Naomi Jacobs is absolutely perfect as Rachel Crabbe in disguise as her late twin brother Roscoe, and she is matched in brilliance by Shaun Hartman as her love interest, Stanley Stubbins.  This pair are Henshall’s two guvnors and it is from the contrivances of the plot that keep the bosses separate that most of the farce arises.

Graeme Braidwood convinces as patriarch Charlie ‘the Duck’; Hannah Bollard is pitch perfect as Henshall’s love interest Dolly in an arch and assured performance, while Jason Timmington’s declamatory actor Alan Dingle is also enormous value.  Lara Sprosen’s Pauline is winningly dim.  There is strong support from John O’Neill as Lloyd Boateng, Jordan Bird as Gareth, and Brian Wilson as Harry, but the show is almost stolen from the leads by a brutally slapstick performance from Jacob Williams as doddering octogenarian Alfie who bears the brunt of the comic violence.
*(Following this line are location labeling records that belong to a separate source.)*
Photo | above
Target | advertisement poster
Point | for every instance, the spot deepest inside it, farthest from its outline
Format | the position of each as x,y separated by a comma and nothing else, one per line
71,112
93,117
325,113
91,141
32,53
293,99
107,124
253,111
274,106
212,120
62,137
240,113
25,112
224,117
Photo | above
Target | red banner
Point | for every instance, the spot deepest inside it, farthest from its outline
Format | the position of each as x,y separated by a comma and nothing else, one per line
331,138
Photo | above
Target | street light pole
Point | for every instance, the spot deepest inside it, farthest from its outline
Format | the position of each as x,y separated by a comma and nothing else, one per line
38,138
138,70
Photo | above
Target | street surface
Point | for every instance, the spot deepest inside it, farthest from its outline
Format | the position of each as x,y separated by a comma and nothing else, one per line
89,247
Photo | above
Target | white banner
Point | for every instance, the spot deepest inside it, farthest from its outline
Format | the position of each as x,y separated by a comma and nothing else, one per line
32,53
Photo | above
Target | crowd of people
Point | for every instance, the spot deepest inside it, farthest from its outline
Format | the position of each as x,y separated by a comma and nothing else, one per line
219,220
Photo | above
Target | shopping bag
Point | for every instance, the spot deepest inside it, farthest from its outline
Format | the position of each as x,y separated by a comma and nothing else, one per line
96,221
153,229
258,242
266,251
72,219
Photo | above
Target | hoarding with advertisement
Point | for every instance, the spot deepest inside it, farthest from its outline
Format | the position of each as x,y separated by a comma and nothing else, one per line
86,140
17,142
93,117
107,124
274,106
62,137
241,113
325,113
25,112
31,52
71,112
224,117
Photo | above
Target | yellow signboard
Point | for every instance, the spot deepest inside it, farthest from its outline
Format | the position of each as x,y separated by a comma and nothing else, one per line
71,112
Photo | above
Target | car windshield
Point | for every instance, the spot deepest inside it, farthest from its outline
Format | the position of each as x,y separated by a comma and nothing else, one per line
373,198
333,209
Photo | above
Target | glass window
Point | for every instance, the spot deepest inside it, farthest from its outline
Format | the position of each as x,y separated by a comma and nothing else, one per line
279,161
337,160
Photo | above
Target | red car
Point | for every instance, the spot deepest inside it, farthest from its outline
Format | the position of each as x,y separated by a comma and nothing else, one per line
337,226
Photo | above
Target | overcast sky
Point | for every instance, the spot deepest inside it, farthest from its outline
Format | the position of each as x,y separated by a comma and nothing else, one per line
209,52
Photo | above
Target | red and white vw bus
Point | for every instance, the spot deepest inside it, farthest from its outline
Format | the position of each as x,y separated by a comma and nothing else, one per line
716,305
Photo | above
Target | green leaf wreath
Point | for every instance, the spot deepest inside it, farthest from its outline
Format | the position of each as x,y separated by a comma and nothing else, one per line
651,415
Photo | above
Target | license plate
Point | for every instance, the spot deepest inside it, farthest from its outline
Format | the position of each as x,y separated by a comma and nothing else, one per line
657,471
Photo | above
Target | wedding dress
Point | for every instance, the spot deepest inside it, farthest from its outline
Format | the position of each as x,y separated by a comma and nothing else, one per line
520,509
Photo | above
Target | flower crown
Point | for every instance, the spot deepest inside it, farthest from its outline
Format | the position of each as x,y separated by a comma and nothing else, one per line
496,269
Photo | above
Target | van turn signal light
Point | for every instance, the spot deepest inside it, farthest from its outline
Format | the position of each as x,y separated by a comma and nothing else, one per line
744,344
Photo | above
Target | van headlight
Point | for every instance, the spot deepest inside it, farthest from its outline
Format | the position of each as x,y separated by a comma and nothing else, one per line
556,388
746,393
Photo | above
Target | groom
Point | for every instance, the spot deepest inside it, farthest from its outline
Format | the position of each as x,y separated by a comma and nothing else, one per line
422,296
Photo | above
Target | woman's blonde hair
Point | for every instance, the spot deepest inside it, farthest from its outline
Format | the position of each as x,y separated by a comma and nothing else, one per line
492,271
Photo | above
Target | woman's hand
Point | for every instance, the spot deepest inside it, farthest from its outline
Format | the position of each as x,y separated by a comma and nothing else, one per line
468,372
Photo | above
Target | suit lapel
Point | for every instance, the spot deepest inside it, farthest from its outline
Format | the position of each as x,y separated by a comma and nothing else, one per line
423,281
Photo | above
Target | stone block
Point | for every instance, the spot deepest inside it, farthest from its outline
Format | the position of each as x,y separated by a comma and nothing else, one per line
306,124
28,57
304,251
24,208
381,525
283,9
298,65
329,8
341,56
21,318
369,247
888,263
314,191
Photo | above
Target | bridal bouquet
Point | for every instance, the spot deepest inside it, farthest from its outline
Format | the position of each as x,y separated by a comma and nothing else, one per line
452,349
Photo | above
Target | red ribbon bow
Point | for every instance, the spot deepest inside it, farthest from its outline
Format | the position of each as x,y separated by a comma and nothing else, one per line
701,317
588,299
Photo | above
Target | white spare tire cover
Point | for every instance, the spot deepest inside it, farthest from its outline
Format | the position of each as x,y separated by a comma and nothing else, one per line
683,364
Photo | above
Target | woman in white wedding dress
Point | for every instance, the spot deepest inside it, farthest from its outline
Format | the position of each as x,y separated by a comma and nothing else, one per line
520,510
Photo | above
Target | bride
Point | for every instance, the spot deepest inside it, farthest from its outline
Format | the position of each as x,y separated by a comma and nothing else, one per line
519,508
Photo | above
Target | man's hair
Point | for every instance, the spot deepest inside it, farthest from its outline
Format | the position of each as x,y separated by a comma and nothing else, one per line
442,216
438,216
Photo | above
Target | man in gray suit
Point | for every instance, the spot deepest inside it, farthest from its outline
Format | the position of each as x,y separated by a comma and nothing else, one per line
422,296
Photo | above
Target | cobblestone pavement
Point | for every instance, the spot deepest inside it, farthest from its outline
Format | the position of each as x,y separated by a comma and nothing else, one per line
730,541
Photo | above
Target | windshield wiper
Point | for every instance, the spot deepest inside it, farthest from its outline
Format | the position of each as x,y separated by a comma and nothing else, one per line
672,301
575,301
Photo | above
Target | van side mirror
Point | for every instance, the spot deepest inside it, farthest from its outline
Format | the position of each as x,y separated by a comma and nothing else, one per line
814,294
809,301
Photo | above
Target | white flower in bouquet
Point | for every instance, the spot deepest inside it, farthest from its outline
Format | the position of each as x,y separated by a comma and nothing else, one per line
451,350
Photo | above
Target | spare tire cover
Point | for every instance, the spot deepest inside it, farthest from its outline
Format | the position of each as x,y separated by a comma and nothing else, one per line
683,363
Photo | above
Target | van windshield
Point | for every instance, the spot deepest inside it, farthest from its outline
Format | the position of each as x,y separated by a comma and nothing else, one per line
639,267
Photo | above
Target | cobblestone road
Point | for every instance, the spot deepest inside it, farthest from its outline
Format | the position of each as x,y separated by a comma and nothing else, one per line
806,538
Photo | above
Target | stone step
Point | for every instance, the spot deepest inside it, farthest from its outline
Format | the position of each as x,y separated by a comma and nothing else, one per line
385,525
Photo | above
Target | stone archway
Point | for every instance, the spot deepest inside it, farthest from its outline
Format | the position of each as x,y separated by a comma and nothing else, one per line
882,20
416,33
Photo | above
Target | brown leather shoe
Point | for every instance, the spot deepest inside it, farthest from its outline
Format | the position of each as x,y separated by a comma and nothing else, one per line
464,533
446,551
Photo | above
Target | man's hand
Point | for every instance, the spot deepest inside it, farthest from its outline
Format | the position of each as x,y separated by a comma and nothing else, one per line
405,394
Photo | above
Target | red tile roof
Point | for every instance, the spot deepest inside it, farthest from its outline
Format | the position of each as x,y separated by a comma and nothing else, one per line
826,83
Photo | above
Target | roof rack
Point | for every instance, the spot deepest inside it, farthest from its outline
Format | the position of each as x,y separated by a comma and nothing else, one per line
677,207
The set, by Megan Kirwin and Keith Harris, is stylish and functional without being fussy so the cast has plenty of room to run around in.  Vera Dean’s costumes evoke the era effectively – although Harry Dangle’s sleeves could do with turning up!

Payne paces the action to maximise comic effect.  The asides are delivered with pinpoint timing and Bean’s hilarious script, brimming with brilliant lines, is given the energy and punch it needs to make it work.

A splendid production that is laugh-out-loud funny from start to finish, proving there is still plenty of mileage in long-established comic tropes (the play is based on an 18th century Italian piece) and demonstrating yet again the wealth of talent on and off the stage at the Crescent.  I had a boss time.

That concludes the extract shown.